Note e riferimenti bibliografici

[1] Cfr. Commento all’art. 660, in Codice penale commentato, diretto da E. Dolcini e G. L. Gatta, Milano, 2015, 1453 e seg.: "Secondo la prevalente dottrina e giurisprudenza per petulanza si intende un atteggiamento di arrogante invadenza e di intromissione continua e inopportuna nell’altrui sfera di libertà, un modo di agire insistente, pressante, ostinato, indiscreto, mantenuto dall’agente anche dopo essersi reso conto che la propria condotta non è gradita e per biasimevole motivo, invece, ogni altro movente che sia riprovevole in se stesso o in relazione alla qualità della persona molestata e che abbia praticamente su quest’ultima gli stessi effetti della petulanza. Discusso è anche il ruolo che i due elementi hanno nell’economia della fattispecie: secondo alcuni Autori, petulanza e biasimevole motivo atterrebbero all’elemento soggettivo, qualificando, perciò, la contravvenzione di cui all’art. 660 c.p. in termini di dolo specifico; secondo altri Autori e una parte della giurisprudenza più recente, petulanza e biasimevole motivo atterrebbero al piano della condotta, costituendo il parametro della rilevanza penale della molestia e del disturbo, con la conseguenza che andrebbero ad integrare gli estremi del reato di cui all’art. 660 c.p. soltanto quelle condotte attuate, appunto, con petulanza o connotate da biasimevole motivo. Quest’ultimo orientamento è forse da preferire, in quanto verrebbe rispettata la natura contravvenzionale del reato (che ex art. 42, co. 4 c.p., può essere imputato, indifferentemente a titolo di dolo o colpa, anche se difficilmente la fattispecie de qua è compatibile con un atteggiamento meramente colposo), senza che, ai fini dell’accertamento del reato, un ruolo fondamentale sia svolto dal semplice atteggiamento interiore del soggetto agente."
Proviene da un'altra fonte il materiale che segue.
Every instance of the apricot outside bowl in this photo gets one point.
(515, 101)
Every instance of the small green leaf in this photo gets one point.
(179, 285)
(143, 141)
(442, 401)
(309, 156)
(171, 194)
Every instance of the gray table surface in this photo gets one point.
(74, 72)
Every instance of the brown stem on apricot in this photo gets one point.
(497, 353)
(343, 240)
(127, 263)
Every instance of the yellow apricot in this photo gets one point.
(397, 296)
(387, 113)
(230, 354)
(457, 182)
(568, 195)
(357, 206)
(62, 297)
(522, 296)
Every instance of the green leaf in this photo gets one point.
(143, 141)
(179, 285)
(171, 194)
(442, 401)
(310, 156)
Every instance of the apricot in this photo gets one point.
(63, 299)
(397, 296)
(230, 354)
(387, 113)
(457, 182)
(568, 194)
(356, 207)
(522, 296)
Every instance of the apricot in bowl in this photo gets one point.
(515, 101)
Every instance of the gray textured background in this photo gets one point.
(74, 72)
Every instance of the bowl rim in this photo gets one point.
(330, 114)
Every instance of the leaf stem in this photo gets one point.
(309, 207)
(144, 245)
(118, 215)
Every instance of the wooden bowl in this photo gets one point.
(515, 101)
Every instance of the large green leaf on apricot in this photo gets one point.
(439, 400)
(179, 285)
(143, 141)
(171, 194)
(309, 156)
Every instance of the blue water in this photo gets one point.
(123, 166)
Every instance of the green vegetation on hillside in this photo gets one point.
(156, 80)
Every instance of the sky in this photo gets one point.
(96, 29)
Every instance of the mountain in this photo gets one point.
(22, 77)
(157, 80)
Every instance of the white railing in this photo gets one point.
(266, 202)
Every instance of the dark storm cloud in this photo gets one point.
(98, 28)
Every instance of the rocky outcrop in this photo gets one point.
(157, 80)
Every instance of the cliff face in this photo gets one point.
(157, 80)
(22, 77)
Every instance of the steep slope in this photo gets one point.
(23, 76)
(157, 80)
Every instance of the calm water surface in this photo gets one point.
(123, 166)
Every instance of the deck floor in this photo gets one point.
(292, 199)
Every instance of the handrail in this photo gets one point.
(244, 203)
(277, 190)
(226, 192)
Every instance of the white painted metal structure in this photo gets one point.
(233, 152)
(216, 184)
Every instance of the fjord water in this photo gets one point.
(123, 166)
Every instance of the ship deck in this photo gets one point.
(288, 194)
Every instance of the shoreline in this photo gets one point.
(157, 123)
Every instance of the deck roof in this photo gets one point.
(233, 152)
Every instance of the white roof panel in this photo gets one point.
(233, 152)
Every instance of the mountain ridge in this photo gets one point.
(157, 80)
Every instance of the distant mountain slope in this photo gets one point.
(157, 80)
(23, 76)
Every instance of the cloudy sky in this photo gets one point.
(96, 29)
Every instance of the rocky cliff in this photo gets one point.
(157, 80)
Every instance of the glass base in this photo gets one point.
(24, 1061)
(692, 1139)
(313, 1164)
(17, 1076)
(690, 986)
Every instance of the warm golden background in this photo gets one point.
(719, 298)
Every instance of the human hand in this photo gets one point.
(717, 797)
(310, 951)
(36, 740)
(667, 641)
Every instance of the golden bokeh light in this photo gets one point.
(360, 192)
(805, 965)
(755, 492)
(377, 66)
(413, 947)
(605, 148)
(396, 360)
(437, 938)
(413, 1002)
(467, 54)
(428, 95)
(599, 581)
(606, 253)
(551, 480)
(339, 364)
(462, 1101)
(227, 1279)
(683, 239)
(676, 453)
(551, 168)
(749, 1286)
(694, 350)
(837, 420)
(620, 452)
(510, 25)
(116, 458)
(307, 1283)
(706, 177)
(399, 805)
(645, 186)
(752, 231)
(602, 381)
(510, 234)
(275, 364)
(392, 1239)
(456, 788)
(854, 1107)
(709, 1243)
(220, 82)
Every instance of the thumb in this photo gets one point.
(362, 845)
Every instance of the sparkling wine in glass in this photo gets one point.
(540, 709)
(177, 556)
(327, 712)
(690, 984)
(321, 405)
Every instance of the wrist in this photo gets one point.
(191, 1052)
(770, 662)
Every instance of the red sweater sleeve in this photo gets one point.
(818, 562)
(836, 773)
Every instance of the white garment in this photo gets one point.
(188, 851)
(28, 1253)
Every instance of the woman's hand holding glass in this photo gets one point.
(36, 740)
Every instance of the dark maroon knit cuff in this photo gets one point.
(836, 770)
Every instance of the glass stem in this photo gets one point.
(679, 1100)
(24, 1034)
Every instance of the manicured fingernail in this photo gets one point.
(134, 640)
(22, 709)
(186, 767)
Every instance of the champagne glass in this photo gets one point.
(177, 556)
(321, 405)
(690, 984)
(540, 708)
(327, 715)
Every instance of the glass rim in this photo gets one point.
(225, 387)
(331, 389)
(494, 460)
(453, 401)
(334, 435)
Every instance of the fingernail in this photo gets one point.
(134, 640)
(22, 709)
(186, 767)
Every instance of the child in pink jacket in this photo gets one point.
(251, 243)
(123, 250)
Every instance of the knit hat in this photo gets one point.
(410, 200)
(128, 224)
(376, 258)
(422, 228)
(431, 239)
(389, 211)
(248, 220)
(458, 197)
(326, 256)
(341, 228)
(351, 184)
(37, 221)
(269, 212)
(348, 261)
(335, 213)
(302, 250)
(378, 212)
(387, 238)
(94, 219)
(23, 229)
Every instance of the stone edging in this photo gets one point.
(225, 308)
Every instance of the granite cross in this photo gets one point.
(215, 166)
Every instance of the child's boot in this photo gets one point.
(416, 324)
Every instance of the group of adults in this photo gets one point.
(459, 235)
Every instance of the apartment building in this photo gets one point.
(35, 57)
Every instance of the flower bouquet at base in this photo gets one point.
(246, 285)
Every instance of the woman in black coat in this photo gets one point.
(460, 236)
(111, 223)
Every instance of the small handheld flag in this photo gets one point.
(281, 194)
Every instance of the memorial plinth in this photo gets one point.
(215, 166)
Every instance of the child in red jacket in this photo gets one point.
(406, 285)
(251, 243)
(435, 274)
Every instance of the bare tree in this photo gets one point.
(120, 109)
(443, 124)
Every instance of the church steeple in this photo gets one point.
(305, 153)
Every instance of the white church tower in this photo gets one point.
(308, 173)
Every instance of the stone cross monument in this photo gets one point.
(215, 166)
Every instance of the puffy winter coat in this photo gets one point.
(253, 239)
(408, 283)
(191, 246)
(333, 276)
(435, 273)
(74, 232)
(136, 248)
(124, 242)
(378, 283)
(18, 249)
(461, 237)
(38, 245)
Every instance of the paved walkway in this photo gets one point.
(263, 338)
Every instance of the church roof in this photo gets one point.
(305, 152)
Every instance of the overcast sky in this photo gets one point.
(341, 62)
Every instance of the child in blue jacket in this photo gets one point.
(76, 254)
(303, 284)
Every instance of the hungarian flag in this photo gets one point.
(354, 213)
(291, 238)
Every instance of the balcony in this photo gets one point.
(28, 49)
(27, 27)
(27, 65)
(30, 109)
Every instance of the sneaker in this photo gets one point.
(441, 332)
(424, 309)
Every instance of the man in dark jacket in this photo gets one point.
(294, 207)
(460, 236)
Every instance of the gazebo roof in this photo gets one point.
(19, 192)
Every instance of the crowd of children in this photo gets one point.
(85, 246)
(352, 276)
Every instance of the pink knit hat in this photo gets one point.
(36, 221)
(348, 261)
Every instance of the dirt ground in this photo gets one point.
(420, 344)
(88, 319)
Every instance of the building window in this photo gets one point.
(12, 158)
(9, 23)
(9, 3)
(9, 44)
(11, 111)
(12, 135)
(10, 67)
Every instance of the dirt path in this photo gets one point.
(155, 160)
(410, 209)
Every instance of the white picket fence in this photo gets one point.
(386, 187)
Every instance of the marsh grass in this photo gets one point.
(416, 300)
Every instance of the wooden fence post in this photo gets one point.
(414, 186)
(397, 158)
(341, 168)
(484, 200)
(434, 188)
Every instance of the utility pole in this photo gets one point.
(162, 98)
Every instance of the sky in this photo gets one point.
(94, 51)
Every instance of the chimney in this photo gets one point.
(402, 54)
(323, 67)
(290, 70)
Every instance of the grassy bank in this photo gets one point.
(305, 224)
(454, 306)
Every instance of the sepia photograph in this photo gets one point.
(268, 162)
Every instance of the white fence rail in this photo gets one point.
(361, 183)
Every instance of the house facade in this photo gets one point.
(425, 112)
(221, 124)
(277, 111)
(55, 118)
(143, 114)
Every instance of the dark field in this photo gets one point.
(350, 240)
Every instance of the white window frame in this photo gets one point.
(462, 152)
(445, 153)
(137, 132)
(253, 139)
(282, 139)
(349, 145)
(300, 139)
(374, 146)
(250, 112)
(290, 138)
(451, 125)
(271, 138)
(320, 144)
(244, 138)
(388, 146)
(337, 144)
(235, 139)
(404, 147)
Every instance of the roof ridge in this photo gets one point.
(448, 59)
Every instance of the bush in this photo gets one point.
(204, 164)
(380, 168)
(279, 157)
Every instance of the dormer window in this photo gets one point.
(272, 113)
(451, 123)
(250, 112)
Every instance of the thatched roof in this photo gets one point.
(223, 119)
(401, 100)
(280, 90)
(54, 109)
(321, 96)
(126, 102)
[2] Cfr. Cass., Sez. I, n. 29933 del 2010, Rv. 257960
[3] Cfr. Cass., Sez. I., n. 17787 del 2008, Rv. 239848, secondo cui “Il reato di molestie o disturbo alle persone, pur non essendo per sua natura necessariamente abituale, in quanto può essere realizzato anche con una sola azione di disturbo o di molestia, può però assumere tale forma, incompatibile con la continuazione allorché non sia stata tanto la modalità delle condotte poste in essere, quanto la loro reiterazione assillante (nella specie numerose telefonate di tono offensivo) a determinare l'effetto pregiudizievole dell'interesse tutelato”.